Bloomberg:
- OPEC may end an offer to tap 2 million barrels a day of spare output capacity because there isn’t sufficient demand, the group’s President Sheikh Ahmad Fahd al-Sabah said.
- Coca-Cola and PepsiCo are headed for their first annual decline in US soft-drink sales in at least four decades as health-conscious consumers switch to bottled water, sports drinks and juices.
- US strategists, who correctly called the stock market’s performance this year, are getting more bullish for 2006.
- Ford Motor may save more than $1 billion annually on US health care under an agreement reached with the UAW, analysts said.
- Merck suffered a setback when a judge declared a mistrial in the third case involving its Vioxx painkiller, after a jury said they’d deadlocked on whether the drug caused a Florida man’s death.
- Time Warner and Comcast are among six cable companies that plan to offer a separate tier of family-friendly programs, an industry group said.
- The dollar is falling the most in more than two months against the euro on speculation the Fed may say tomorrow that interest rates are no longer stimulating the US economy.
Wall Street Journal:
- Alteria Group’s Philip Morris USA will make its first drug-delivery product by partnering with Pennsylvania-based Discovery Labs Inc. to create new ways of delivering medicine to premature babies with breathing problems.
- Tommy Hilfiger has three possible offers.
- News Corp.’s HarperCollins Publishers said it will produce digital copies of its books and then make them available to search services offered by companies such as Google, Microsoft and Amazon.com.
- The avian flu virus in China is stable at present, not mutating toward a form readily transmissible among humans, according to Shu Yuelong, the head of China’s national influenza laboratory.
NY Post:
- Consumer Reports will begin offering product ratings, pricing information and store availability through wireless phones.
NY Times:
- Three private-equity firms and Dunkin Donuts are near an agreement for the sale of the donut chain for about $2 billion.
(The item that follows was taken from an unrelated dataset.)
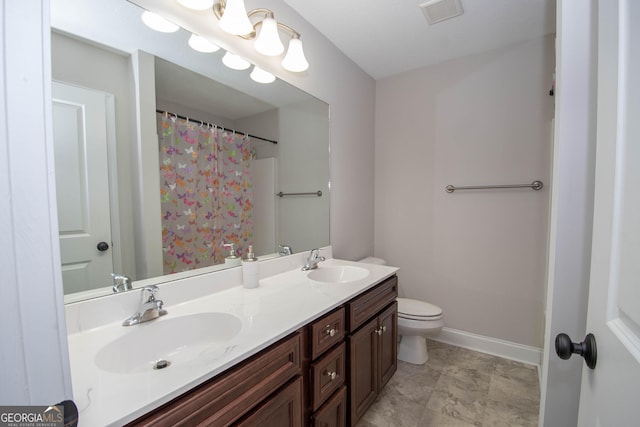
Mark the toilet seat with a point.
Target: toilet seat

- Samsung Electronics and Toshiba are spending billions on new factories and more engineers as competition intensifies to develop more powerful NAND flash memory chips.
- The MSNBC cable news network will spend almost $1 million on its most concentrated Internet advertising blitz to date, promoting three of its prime-time shows on hundreds of Web sites and Web logs.
USA Today:
- Iraqi Vice President Adel Abdul Mahdi said he envisions the nation having three semi-independent regions that handle internal security and have more control over funding.
Boston Globe:
- Corporate spending on computer servers, networking and storage equipment, and software may rise 11% next year to $546.9 billion, citing Moody’s Economy.com research firm.
Chronicle of Higher Education:
- The Ford Foundation gave 26 schools including Yale University, Trinity University and Northwestern University grants of $100,000 for projects that promote academic freedom, religious tolerance and environments in which difficult subjects can be discussed openly.
AFP:
- Iraqis working in hospitals, the military and those in prisons started voting today before full elections for a parliament that will restore sovereignty to the country.